Her Excellency Gillian M. S. Bristol is a national of Grenada, born in that nation’s capital of St. George’s to parents from St. Lucia and Trinidad and Tobago. She was educated at the prestigious St. Joseph’s Convent High School in Grenada and Trinidad and Tobago, and obtained honors degrees in languages and law at the regional University of the West Indies studying in Barbados and Jamaica (B.A. and LL.B.). Ms. Bristol is a true West Indian in every sense of the word.

 Ambassador Bristol is no stranger to the multilateral relations community of the Americas having served for nearly 17 years in several portfolios at the Organization of American States (OAS) based in Washington, DC, with a membership of the 35 independent countries in this region. Her initial role at the OAS in 1992 as Special Assistant to the then Assistant Secretary General, was followed by a lengthy tenure as Committee Secretary responsible for hemispheric security-related matters, and concluded with specialized programmatic work in a senior position at the Inter-American Committee against Terrorism.

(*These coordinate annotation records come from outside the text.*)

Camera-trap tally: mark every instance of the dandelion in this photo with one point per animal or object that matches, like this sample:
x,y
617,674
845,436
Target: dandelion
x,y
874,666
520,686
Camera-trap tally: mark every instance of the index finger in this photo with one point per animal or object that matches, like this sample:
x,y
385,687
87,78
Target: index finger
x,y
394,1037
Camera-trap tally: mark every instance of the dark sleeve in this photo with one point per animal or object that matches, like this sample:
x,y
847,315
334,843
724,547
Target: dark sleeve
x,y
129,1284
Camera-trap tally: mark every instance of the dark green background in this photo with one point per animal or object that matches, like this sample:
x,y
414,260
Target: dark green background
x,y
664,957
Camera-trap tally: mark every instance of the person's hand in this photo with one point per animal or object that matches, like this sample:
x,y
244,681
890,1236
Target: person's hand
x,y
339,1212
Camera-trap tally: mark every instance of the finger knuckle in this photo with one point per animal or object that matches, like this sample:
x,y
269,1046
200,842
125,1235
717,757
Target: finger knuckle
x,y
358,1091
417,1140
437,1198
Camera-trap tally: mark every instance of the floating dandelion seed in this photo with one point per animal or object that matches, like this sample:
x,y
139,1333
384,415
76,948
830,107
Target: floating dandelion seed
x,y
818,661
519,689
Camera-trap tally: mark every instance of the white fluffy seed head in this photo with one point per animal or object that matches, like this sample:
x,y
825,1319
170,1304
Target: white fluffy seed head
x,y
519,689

 In May 2009, Ms. Bristol was appointed by the Government of Grenada as its Ambassador Extraordinary and Plenipotentiary to the United States of America as well as its Permanent Representative to the OAS. In those capacities Ambassador Bristol heads Grenada’s Mission in Washington, DC, representing her country’s interests to the Government of the United States and the other 34 other countries which comprise the OAS, and fosters closer relations between Grenada and Grenadians in the Diaspora throughout the United States. In August 2010, Her Excellency was also accredited as Grenada’s non-resident Ambassador to Mexico and presented her credentials to the President in January 2011.

The Ambassador has held several elected posts at the OAS including representing Grenada as Vice-Chair and Chair of the Inter-American Committee against Terrorism (March 2010 to March 2012) and President of the Retirement and Pension Fund Committee (2009 to present). Between January and June 2011 she assumed additional multiple roles as the Coordinator for the Caucus of CARICOM Ambassadors in Washington, DC, the Chair of the OAS Permanent Council, Chair of the OAS General Assembly Preparatory Committee and General Committee. She also presided over preparations for the Special General Assembly at which Honduras was reinstated to the regional body.

 Among her interests Ambassador Bristol ranks the protection of fair labor practices as reflected in her successful roles in three different periods as President, Vice-President and member of the OAS Staff Association Committee. She also has a passion for empowering youth, and a love of culture, the performing arts and foreign languages.


Add yours

  1. An excellent media resource. Thanks for this valuable information. Please keep it coming as I continue to prepare to launch this innovative magazine of Africans and their Caribbean kins.

  2. Please include the Haitian-born Governor General of Canada (Quebec). She is, after all, outstanding and Caribbean! Thank you

  3. I tip my hat off to these women; their achievement should never go unnoticed; and this program is doing a good job to see that that don’t happen.

  4. I did not see Betty Boyea-King on your list, she is originally from St.Vincent and the Grenadines and currently is head to the United States UN office in Geneva.